Approximately 10 students are expected to enter the two-year, online program this fall. Graduates will walk out holding both their teacher's license and master's degree, something that Adams said no other in-state program makes possible.
By offering the program online, board and school officials hope to make the degree more obtainable at a time of national and statewide special education teacher shortages. The Associated School Boards of South Dakota has previously reported that 60 percent of districts in the state have had unfilled special education positions in the last three years.
Louise Yoho, assistant professor of education and program coordinator, said it's not clear why the positions are proving so difficult to fill.
"I know that as a state we have a hard time holding onto teachers in general because our salaries are so low and our benefits are so low," she said.
And in the National Center for Learning Disabilities' estimation, 6,715 children or 12.4 percent of all South Dakota public school students receive special education of some kind.
Yoho said that contrary to popular perception, a majority of special needs students are taught in a general classroom setting.
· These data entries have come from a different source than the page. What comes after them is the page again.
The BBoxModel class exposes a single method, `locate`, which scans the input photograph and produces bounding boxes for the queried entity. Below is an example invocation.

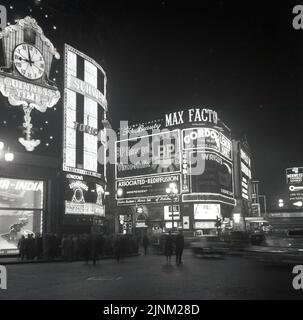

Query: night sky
[0,0,303,195]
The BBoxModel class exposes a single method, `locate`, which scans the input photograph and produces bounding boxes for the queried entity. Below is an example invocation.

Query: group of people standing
[142,230,184,265]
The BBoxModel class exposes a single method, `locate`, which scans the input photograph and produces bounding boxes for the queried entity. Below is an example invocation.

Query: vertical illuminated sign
[63,45,107,178]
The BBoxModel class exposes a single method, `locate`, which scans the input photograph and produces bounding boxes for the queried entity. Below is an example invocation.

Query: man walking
[176,230,184,265]
[142,234,149,256]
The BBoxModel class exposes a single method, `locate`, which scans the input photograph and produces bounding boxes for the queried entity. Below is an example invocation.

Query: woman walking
[164,231,173,264]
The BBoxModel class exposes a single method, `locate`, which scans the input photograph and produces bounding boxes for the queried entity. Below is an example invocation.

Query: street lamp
[0,141,15,162]
[166,183,178,230]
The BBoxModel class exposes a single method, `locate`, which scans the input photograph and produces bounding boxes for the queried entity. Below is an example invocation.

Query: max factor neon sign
[165,108,218,127]
[74,121,98,136]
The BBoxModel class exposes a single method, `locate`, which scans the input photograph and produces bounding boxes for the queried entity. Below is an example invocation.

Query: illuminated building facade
[0,17,109,255]
[115,107,251,234]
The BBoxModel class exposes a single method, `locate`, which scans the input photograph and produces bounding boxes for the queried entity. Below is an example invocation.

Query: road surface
[0,250,303,300]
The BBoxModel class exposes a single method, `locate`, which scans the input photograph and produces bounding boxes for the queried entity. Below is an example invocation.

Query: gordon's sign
[0,74,60,112]
[67,75,107,110]
[182,128,232,159]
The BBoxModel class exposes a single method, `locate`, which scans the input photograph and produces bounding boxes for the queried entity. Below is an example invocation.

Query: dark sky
[1,0,303,198]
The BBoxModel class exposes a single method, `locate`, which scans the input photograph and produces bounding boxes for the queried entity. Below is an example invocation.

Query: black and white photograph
[0,0,303,310]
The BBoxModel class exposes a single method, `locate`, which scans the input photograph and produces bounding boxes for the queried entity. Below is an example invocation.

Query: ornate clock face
[13,43,45,80]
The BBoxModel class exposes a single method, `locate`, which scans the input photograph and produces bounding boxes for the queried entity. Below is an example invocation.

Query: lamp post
[166,183,178,231]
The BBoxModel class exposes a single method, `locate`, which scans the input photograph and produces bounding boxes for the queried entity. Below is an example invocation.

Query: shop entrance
[0,178,44,255]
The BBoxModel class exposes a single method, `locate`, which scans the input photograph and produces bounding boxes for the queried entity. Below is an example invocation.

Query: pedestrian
[142,234,149,256]
[164,231,173,263]
[90,234,98,266]
[61,234,68,261]
[114,235,122,263]
[82,234,90,264]
[176,230,184,265]
[67,235,74,262]
[18,236,26,261]
[35,233,43,259]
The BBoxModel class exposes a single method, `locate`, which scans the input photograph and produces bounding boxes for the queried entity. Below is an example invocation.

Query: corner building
[115,107,251,235]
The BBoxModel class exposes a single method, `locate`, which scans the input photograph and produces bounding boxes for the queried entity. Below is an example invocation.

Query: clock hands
[27,47,33,66]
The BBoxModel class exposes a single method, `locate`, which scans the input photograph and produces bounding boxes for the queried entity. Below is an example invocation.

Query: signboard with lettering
[65,174,105,216]
[182,128,232,160]
[116,174,180,204]
[116,130,181,179]
[286,167,303,209]
[190,151,234,202]
[0,178,44,255]
[0,16,60,151]
[63,45,107,178]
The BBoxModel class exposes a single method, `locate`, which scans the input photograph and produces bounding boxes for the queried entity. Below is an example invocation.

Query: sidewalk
[0,253,140,265]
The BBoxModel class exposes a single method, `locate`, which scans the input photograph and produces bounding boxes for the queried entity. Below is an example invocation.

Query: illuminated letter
[0,5,7,30]
[165,113,172,127]
[292,5,303,30]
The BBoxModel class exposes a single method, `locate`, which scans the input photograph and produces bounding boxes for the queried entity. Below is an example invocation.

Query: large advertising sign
[116,174,180,204]
[116,130,181,179]
[63,45,107,178]
[189,151,234,204]
[286,167,303,209]
[0,178,44,255]
[194,203,221,220]
[65,174,105,216]
[240,148,251,200]
[182,128,232,160]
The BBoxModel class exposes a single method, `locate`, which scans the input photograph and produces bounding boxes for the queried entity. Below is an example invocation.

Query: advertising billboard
[63,45,107,178]
[194,203,221,220]
[286,167,303,209]
[188,151,234,203]
[182,128,232,160]
[116,130,181,179]
[116,174,180,204]
[240,148,251,200]
[0,178,44,255]
[65,174,105,216]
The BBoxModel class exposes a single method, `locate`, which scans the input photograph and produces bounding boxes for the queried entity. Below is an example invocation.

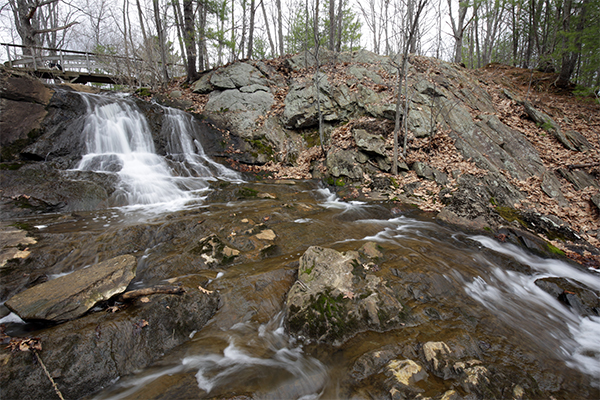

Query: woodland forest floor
[154,59,600,268]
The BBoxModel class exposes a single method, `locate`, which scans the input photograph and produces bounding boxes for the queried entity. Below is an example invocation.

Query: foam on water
[465,236,600,386]
[77,94,241,211]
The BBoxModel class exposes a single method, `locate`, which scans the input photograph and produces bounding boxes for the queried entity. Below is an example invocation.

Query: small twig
[567,162,600,169]
[118,286,185,301]
[31,349,65,400]
[525,67,533,101]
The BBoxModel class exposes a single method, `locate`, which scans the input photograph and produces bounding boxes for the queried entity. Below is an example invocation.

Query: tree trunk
[277,0,284,56]
[172,0,187,65]
[328,0,342,51]
[260,0,276,57]
[556,0,589,88]
[197,1,207,71]
[152,0,169,84]
[247,0,256,58]
[135,0,148,46]
[448,0,470,64]
[183,0,198,82]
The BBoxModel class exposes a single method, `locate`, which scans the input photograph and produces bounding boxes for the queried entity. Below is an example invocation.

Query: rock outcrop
[6,255,137,322]
[0,279,218,399]
[286,243,403,345]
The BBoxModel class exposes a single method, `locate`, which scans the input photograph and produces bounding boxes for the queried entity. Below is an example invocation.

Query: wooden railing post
[6,45,12,68]
[30,47,37,71]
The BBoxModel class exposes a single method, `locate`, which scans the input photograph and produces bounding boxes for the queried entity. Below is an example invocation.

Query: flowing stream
[2,96,600,399]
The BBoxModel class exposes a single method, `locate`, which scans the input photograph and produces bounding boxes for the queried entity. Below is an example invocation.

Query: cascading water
[77,95,240,206]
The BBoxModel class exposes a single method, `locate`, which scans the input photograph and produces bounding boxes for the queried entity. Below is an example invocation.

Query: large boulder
[0,68,53,161]
[286,243,403,345]
[0,163,118,216]
[0,277,219,400]
[6,255,137,322]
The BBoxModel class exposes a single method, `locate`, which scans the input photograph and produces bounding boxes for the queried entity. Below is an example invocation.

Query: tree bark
[183,0,198,82]
[260,0,275,57]
[152,0,169,84]
[247,0,256,58]
[172,0,187,65]
[277,0,284,56]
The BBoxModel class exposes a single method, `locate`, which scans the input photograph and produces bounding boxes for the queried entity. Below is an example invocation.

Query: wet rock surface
[6,255,137,322]
[0,181,594,400]
[0,279,218,399]
[286,243,403,345]
[0,59,598,400]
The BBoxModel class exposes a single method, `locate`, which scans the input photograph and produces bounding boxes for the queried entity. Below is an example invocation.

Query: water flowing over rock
[0,280,218,399]
[286,242,403,345]
[6,255,137,322]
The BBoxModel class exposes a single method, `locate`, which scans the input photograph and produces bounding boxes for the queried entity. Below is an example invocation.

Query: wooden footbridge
[0,43,179,85]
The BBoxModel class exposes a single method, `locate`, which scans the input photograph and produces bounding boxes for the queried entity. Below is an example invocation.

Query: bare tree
[260,0,276,57]
[392,0,429,175]
[152,0,169,84]
[9,0,78,55]
[183,0,197,82]
[448,0,473,64]
[247,0,256,58]
[277,0,284,56]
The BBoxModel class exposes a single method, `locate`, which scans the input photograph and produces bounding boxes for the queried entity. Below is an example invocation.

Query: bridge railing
[0,43,185,84]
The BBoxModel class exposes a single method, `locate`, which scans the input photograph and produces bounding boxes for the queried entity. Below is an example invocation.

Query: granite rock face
[6,255,137,322]
[286,243,403,345]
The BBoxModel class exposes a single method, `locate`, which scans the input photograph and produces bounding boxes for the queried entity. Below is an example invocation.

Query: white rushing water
[465,236,600,387]
[77,95,241,209]
[96,313,327,400]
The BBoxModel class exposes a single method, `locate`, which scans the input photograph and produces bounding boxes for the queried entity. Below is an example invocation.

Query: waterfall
[77,94,240,206]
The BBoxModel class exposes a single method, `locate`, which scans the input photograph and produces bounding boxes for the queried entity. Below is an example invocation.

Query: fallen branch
[567,162,600,169]
[31,349,65,400]
[117,286,185,301]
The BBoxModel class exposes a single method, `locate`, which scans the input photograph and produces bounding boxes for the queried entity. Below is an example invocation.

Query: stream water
[2,93,600,399]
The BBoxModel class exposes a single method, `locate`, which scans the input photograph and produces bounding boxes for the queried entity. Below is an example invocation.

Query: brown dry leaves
[479,65,600,250]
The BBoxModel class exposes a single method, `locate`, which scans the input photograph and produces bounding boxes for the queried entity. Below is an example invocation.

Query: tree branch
[118,286,185,301]
[34,21,79,35]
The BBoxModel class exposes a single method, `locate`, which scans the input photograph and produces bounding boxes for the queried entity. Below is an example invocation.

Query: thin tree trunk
[328,0,341,51]
[277,0,284,56]
[135,0,148,46]
[247,0,256,58]
[240,0,247,58]
[172,0,187,65]
[231,0,237,61]
[152,0,169,84]
[183,0,197,82]
[260,0,275,57]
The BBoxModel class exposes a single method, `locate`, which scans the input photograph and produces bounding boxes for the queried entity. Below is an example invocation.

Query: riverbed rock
[535,277,600,317]
[0,66,54,161]
[286,242,404,345]
[6,255,137,322]
[0,223,37,268]
[0,163,118,217]
[0,277,219,400]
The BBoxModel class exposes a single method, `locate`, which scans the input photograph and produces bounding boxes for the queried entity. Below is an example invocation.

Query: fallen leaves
[198,286,213,294]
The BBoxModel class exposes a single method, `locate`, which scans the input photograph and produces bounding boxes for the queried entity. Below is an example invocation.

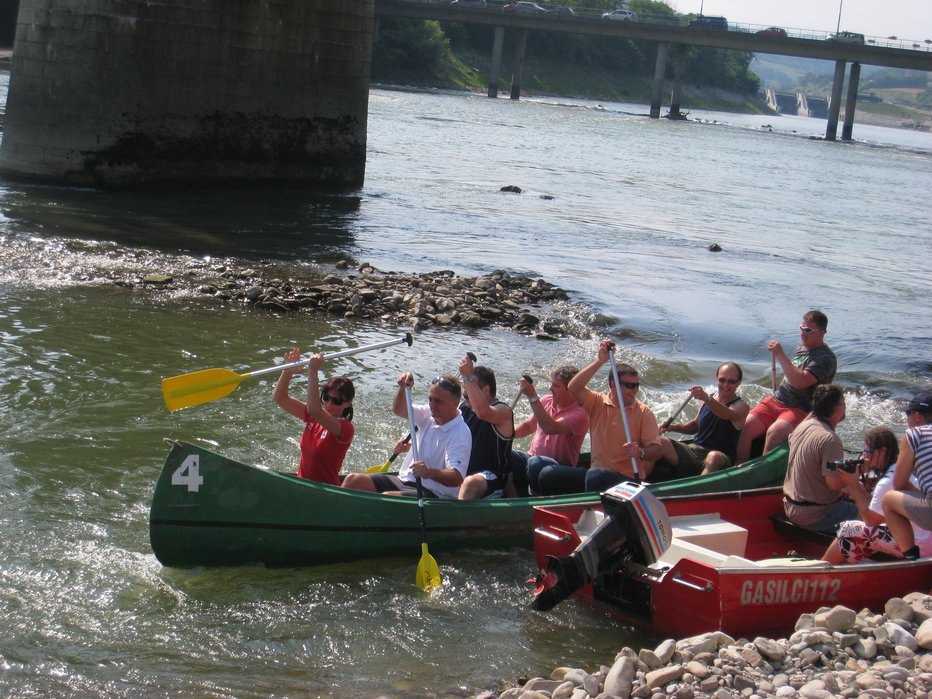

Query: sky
[666,0,932,41]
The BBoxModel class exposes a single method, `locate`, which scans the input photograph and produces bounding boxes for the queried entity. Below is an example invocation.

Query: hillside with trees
[372,0,765,111]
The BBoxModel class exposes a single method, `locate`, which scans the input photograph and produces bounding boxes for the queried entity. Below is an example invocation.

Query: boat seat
[670,513,748,556]
[770,512,835,546]
[575,509,605,540]
[757,556,832,568]
[651,538,729,568]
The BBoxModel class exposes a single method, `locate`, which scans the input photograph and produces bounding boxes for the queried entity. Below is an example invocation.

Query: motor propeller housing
[532,481,673,612]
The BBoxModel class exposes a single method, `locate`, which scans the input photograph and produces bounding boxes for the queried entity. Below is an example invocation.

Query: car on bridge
[755,27,786,39]
[602,10,638,22]
[689,15,728,32]
[502,0,547,15]
[826,32,864,45]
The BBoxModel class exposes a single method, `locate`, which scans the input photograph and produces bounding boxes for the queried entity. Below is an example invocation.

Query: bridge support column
[650,42,669,119]
[825,61,845,141]
[841,63,861,141]
[511,29,527,100]
[489,25,505,99]
[670,44,687,119]
[0,0,374,188]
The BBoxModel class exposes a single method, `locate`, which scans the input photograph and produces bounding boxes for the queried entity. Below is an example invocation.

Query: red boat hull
[535,488,932,637]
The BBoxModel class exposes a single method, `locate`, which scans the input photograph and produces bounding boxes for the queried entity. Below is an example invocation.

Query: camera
[825,459,864,473]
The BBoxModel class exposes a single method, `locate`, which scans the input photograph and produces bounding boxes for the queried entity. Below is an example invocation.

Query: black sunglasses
[430,376,462,398]
[320,391,349,407]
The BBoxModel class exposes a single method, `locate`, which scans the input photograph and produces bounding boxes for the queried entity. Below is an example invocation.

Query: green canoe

The critical responsibility of special educators, she said, is in providing those students with services outside the classroom like behavioral and psychological support and occupational training, among others.
“Special education isn’t a location. Special education is a collection of services that are mandated to be freely and appropriately offered to all public school students," Yoho said.
Classes covering assistive technology, behavior management and severe disabilities are among those included in the program's course load. Prospective students are required to participate in a special education practicum as part of their pre-admission work and will be required to student teach in order to obtain their certifications.
Graduate students enrolled in the program will be able to collaborate through online discussion boards and instant messaging programs, Yoho said. She added that prospective students were already looking at forming a local chapter of a national organization for aspiring special educators.
Two full-time faculty members, including Yoho, will be overseeing the program along with several adjunct instructors. Adams said additional faculty will likely be hired as the program grows.